Mathematicians & Astronomers of ancient India

Science and Mathematics were highly developed during the ancient period in India. Ancient Indians contributed immensely to the knowledge in Mathematics as well as various branches of Science

You will be surprised to know that many theories of modern day mathematics were actually known to ancient Indians. However, since ancient Indian mathematicians were not as good in documentation and dissemination as their counterparts in the modern western world, their contributions did not find the place they deserved.

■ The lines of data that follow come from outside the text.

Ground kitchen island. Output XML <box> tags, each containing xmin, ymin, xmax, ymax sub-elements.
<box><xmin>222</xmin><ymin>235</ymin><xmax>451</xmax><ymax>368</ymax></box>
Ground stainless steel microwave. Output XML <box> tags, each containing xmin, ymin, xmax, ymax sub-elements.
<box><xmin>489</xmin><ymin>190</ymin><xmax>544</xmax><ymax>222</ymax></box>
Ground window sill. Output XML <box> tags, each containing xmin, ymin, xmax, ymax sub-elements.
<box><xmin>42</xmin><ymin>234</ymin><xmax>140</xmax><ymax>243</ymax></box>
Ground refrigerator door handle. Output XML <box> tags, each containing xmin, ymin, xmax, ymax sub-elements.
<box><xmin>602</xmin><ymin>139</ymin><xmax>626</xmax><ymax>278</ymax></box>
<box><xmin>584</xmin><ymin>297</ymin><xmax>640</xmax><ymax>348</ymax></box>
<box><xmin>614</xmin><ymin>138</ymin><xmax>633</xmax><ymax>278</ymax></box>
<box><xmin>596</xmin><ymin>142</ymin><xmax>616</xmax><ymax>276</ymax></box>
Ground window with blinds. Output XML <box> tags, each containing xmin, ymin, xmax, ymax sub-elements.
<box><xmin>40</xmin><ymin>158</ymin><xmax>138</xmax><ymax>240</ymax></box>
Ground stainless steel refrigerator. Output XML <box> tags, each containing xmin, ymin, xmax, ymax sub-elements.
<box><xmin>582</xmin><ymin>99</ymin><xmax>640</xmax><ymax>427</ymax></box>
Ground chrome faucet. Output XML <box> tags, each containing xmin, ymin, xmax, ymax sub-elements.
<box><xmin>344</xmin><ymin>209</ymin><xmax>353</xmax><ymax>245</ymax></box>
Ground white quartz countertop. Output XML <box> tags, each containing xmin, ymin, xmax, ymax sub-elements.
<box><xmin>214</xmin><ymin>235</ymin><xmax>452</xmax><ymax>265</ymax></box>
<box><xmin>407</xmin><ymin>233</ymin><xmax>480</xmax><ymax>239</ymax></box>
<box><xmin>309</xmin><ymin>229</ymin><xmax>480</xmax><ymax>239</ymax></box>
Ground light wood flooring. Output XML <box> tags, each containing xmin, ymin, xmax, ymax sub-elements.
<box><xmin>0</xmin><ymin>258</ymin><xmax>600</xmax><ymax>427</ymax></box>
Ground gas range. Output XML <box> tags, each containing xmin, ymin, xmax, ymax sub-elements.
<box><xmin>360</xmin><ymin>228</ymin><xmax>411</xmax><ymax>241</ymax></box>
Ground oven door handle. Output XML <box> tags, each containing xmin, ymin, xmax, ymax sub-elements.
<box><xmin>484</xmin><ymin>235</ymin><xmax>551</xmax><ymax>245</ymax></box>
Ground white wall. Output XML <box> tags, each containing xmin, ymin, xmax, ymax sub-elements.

Moreover, the western world ruled over most of the world for a long time, which empowered them to claim superiority in every way, including in the field of knowledge. Let us now take a look at some of these contributions of ancient Indian mathematicians.

Baudhayan

Baudhayan was the first one ever to arrive at several concepts in Mathematics, which were later rediscovered by the western world. The value of pi was first calculated by him. As you know, pi is useful in calculating the area and circumference of a circle. What is known as Pythagoras theorem today is already found in Baudhayan’s Sulva Sutra, which was written several years before the age of Pythagoras.

Aryabhatta

Aryabhatta was a fifth century mathematician, astronomer, astrologer and physicist. He was a pioneer in the field of mathematics. At the age of 23, he wrote Aryabhattiya, which is a summary of mathematics of his time. There are four sections in this scholarly work. In the first section he describes the method of denoting big decimal numbers by alphabets.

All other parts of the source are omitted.